Rasgó lentamente el sobre amarillento, salpicado de polvo y manchas de treinta años de extravío. Se sobresaltó al escuchar el teléfono.
-Lucía, ¿qué tal hoy?
-Hola, Adolfo. Algo mejor, parece que me duele menos.
-Me alegro. ¿Necesitas que te lleve algo?
-No, pero quiero que vengas. Ha llegado una carta dirigida a mamá. Me gustaría que la leyéramos juntos. ¿Podrías venir ahora?
-¡Claro! Son casi las dos. Salgo enseguida. Cojo un pollo asado y comemos juntos, ¿de acuerdo? Pero,…¡qué raro, una carta para mamá después de tanto tiempo! ¿Cuánto hace que murió, Lucía?
-Diez años ya.
-¿Podrás esperarme? No tardo
-Te espero, Adolfo. Hasta ahora.

Mientras abría el vino y preparaba la mesa, Lucía recordó su infancia sin padre, las preguntas con vaga respuesta, la larga agonía de su madre, el comienzo de su depresión. Puso música para no pensar más y recogió la casa.

Adolfo llegó en treinta minutos. Traía la comida, y flores para su hermana. Siempre habían estado muy unidos. A pesar de llevarse solo cuatro años, Adolfo había sido el hombre de la casa.

-Mira- dijo Lucía entregándole la carta-. Fíjate en el remite.
-Adolf Eichmann… ¿Ese no era un nazi?
-Sí… y estoy deseando saber de qué conocía a mamá.
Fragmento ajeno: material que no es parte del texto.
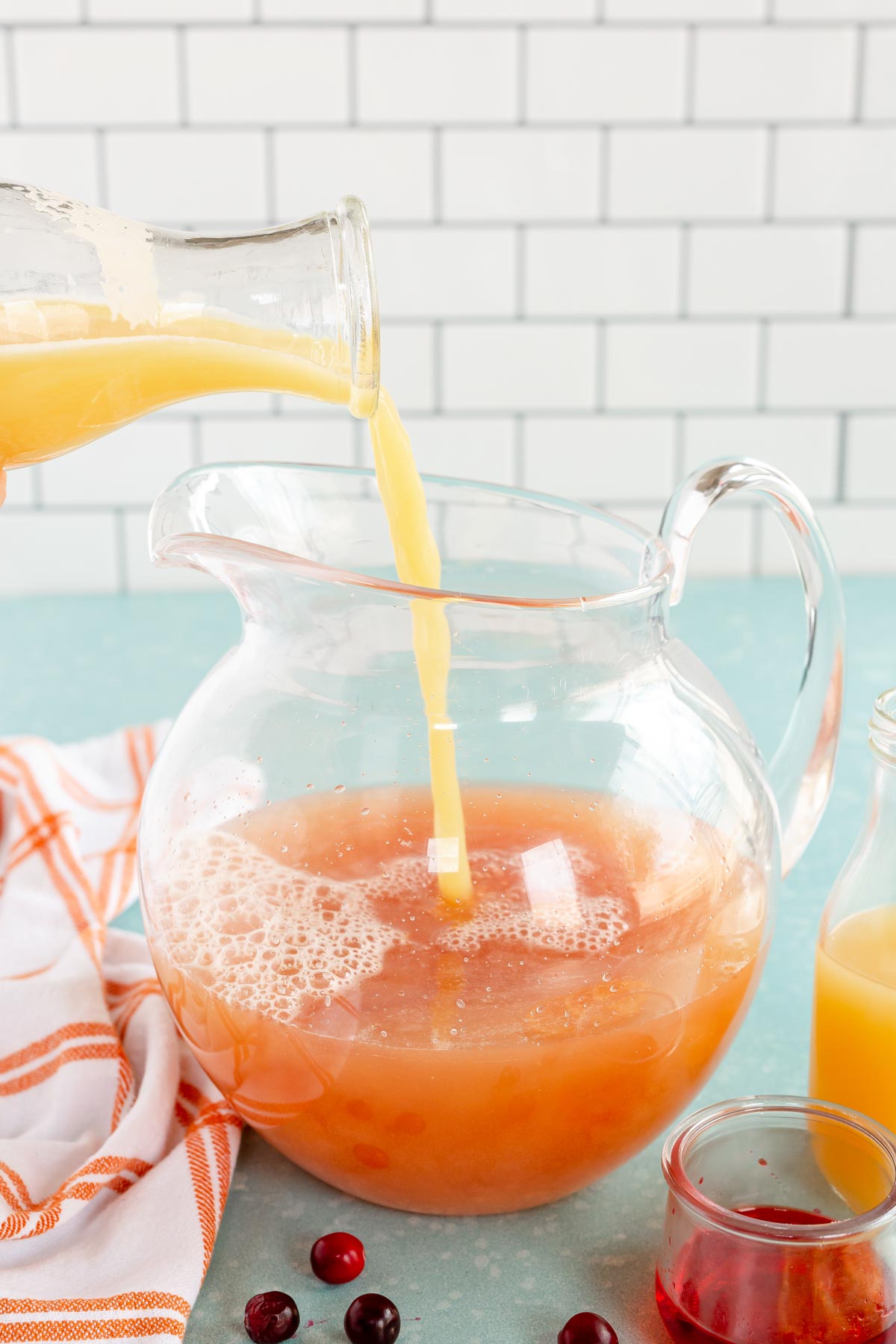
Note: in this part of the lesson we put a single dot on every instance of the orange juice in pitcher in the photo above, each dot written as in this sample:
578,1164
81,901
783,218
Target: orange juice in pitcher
458,868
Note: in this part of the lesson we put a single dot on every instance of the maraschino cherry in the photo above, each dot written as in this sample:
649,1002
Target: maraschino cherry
373,1319
337,1258
588,1328
270,1317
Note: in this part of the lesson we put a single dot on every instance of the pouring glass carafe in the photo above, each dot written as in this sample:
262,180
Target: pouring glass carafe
623,833
104,319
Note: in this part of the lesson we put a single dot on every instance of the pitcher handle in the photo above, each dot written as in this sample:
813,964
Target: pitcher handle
802,768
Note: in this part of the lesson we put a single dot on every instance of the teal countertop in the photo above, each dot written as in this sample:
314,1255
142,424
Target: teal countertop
73,667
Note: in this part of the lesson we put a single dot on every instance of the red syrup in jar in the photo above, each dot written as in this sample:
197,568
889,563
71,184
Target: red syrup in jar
729,1290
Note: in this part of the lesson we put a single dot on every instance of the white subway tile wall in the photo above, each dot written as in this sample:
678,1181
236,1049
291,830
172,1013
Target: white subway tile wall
615,238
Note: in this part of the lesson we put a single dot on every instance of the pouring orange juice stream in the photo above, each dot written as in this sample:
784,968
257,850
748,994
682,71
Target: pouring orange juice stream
73,371
337,1053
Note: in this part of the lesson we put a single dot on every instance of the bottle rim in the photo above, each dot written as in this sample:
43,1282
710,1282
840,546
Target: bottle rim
768,1110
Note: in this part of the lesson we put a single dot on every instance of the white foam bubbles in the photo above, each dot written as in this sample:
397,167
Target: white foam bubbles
264,934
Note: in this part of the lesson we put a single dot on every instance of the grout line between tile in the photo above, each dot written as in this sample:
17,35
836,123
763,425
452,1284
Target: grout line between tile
684,270
849,279
351,73
437,174
519,270
183,74
771,168
121,550
605,158
438,329
13,87
521,75
859,74
601,371
270,175
842,448
519,449
691,74
762,364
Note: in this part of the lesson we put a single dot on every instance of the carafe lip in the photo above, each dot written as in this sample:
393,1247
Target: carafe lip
176,549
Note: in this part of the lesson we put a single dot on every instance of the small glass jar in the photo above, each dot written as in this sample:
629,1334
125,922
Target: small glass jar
853,1051
781,1226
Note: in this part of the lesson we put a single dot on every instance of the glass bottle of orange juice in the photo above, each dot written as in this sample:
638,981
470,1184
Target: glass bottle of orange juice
853,1050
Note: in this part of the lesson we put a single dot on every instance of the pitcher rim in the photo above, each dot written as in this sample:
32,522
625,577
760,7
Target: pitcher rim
166,547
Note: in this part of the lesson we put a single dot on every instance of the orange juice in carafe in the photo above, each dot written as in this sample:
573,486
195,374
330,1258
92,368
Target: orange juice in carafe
855,1007
72,371
440,999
Sacó la carta. La desplegó. Dentro había dos fotos. En una reconocieron a su madre, muy joven, abrazada a un militar con uniforme caqui. Se miraban sonriendo. La otra mostraba a un bebé de pocos días.

-¿Qué significa esto, Adolfo? No me gusta nada. Léela tú, yo no puedo.

Lucía cogió su copa de vino. La voz de su hermano se impuso a la música:

“Mi querida, Eulalia, tu recuerdo ha permanecido conmigo durante toda mi vida. Supe que te casaste al volver a España y no quise interponerme; hubiera sido inútil y egoísta por mi parte. También me dijeron que eras feliz y que nuestro Adolf crecía contento, que tenía una hermanita…”

-Pero, ¿qué dice? ¿Tú entiendes algo, Lucía?
-Más de lo que quisiera, Adolfo. Sigue, por favor.

“…Eulalia, no sé si sabrás que logré huir de Berlín cuando entraron los rusos, pero me duró poco. Me encontraron y extraditaron. Antes de morir, Eulalia, tengo que contarte algo que no sabes y que te hará mucho daño, pero necesito descargar mi conciencia, entiéndelo.
Cuando los aliados llegaron a París, yo estaba destacado allí. Los primeros en llegar fueron los españoles, ¿lo sabías? Logré arrestar a unos pocos de ellos. No sabía quiénes eran, solo que eran nuestros enemigos y que yo tenía el deber de salvar a mi patria. Los mandé inmediatamente a Mauthausen. Al regresar a Alemania, cuando ya todo estaba perdido para nosotros, me encargué de la destrucción de los archivos de ese campo de concentración. En la lista de muertos aparecían los españoles que yo había enviado. Descubrí que Enrique Montejo Gómez era tu marido. ¡Lo siento tanto, Eulalia! Créeme, de saberlo, no lo hubiera hecho. He llevado en mi conciencia el peso de un dolor que no me perdono. Quisiera que tú sí pudieras perdonarme. Eso me dejaría morir en paz. De los otros muertos no me arrepiento, ¡eran enemigos de Alemania! Sin embargo, haber mandado a la cámara de gas a tu esposo… ¡Nunca hubiera querido hacerte daño, amor mío!
Perdóname, Eulalia, perdóname. Si lo haces, moriré tranquilo.
Adiós, mi amor, mi vida, mi ilusión…Adiós”.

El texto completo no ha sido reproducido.